En prélude à cet incroyable et iconoclaste festival « Passe ton Bach d’abord », l’Ensemble Baroque de Toulouse, instruments et voix réunis sous la direction passionnée de Michel Brun, offrait, le vendredi 5 juin en la cathédrale Saint-Etienne, une exécution fervente du grand œuvre de Johann Sebastian : sa Messe en si mineur, ouvrage fondateur, synthèse de l’art sacré de son temps.
Rappelons que cette partition emblématique, d’une formidable cohérence musicale, est en fait un assemblage de diverses pages puisées dans des ouvrages antérieurs du compositeur et réécrites par lui selon le procédé dit de la parodie, consistant à insérer de nouvelles paroles sur une musique existante. Ainsi, le Crucifixus est issu de la cantate BWV 12, l’Osanna est repris de la cantate BWV 215, l’Agnus Dei provient quant à lui de l’oratorio de l’Ascension. Seul un tiers de l’œuvre environ est constitué de compositions « originales ». La tonalité de si mineur qui caractérise toute l’œuvre, est celle de la première pièce (Kyrie eleison), alors que les autres numéros sont, à l’exception du n° 26 (Agnus Dei, en sol mineur), dans des tons voisins, particulièrement dans la gamme relative de ré majeur, la tonalité favorite des trompettes naturelles.

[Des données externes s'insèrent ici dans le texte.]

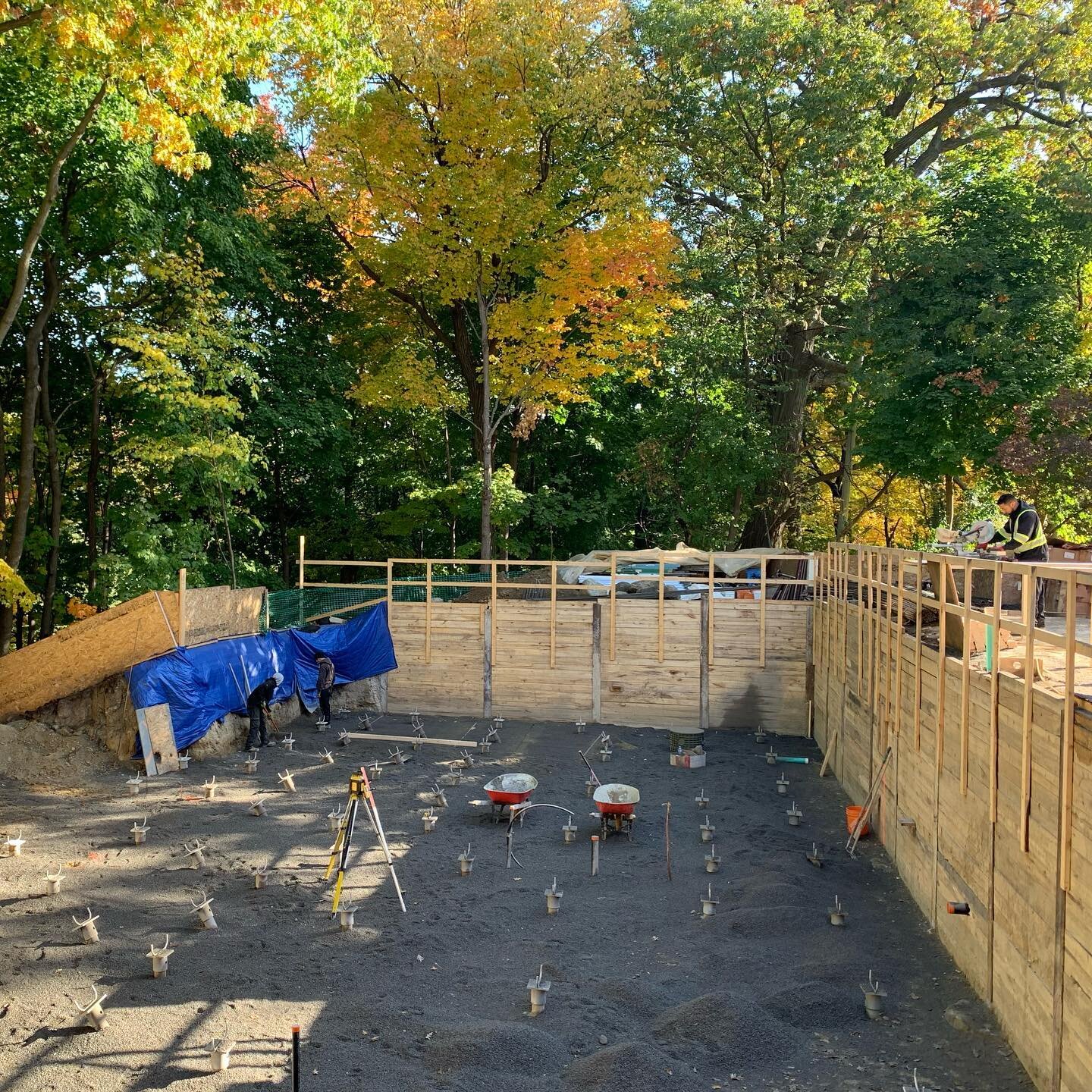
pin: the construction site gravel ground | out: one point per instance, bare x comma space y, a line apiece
645, 994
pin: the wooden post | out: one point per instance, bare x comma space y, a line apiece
876, 571
875, 629
918, 657
493, 614
390, 591
761, 612
553, 614
1028, 612
181, 607
428, 612
1068, 731
709, 638
898, 665
660, 626
596, 662
861, 622
994, 692
487, 664
965, 727
889, 620
942, 663
704, 664
614, 558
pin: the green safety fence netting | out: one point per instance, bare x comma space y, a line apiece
298, 606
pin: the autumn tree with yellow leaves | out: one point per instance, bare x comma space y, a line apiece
491, 191
169, 62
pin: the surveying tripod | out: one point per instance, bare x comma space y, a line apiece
359, 791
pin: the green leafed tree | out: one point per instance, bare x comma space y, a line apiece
799, 136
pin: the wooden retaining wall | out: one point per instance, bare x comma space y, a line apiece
958, 816
670, 667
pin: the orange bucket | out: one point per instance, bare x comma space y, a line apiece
852, 814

L’Ensemble Baroque de Toulouse, dirigé par Michel Brun, lors de l’exécution de

la Messe en si mineur de Johann Sebastian Bach – Photo Classictoulouse –

Dans une cathédrale pleine à craquer, le chœur, les musiciens de l’Ensemble Baroque de Toulouse et les cinq chanteurs solistes abordent la Messe dans une tension poétique que Michel Blanc suscite avec passion et conviction. Le long Kyrie introduit cette magie de l’éternité qu’incarne si bien, sur le ton de l’ironie, le thème de cette 8ème édition du festival : « Vers l’infini et au-delà » ! Le duo des deux sopranos, Eliette Parmentier et Rany Boechat, colore ce premier épisode d’une touchante humanité. Dès le Gloria, l’éclat des trompettes naturelles, admirables de précision et de timbre, soutenues par une vigoureuse timbale, souligne, incarne même, l’ardeur de la louange. La transition vers l’ineffable Et in terra pax agit comme un baume sur l’esprit. Après l’incroyable duo entre la soprano II (excellente Rany Boechat) et le violon solo (Christophe Robert, précis et volubile), le ténor, François Rougier, associé à la soprano I, Eliette Parmentier, puis la voix d’alto de Caroline Champy Tursun prolongent cette ferveur de chaque instant. Le fameux air de basse, Quoniam tu solus sanctus, entonné avec fermeté par Laurent Labarbe est accompagné de son redoutable solo de cor (Jean-Baptiste Lapierre, également troisième trompette).

La polyphonie complexe du Credo, parfaitement organisée, ouvre la deuxième partie dans laquelle le chœur devient l’acteur principal. Une fonction que les chanteurs de l’ensemble assument avec conviction et professionnalisme.

Les interprètes de la Messe en si mineur de Bach
à l’issue du concert

– Photo Classictoulouse –

Avant et après le Benedictus angélique du ténor, admirons la finesse des nuances que Michel Brun suscite dans l’Osanna, ainsi que la touchante imploration de l’Agnus Dei, portée par le beau timbre d’alto de Caroline Champy Tursun.

Lorsque s’élève enfin le thème ascendant du Dona nobis pacem, la lumière se fait. La première trompette de Serge Tizac tient le flambeau, soutenue par celle de Patrick Pagès, jusqu’aux confins de la tessiture. Rendons grâce au public de la cathédrale qui retient ses applaudissements les quelques secondes nécessaires au retour sur terre.

L’ensemble des bois, basson, hautbois et hautbois d’amour, flûtes, judicieusement rassemblés au premier rang du dispositif instrumental, déploie une belle finesse de jeu, admirablement combinée aux phrasés vivants et bien rythmés des cordes et du continuo.

Voici qui ouvre avec une humaine solennité les festivités de ce 8ème « Passe ton Bach d’abord ». De belles promesses de bonheur musical.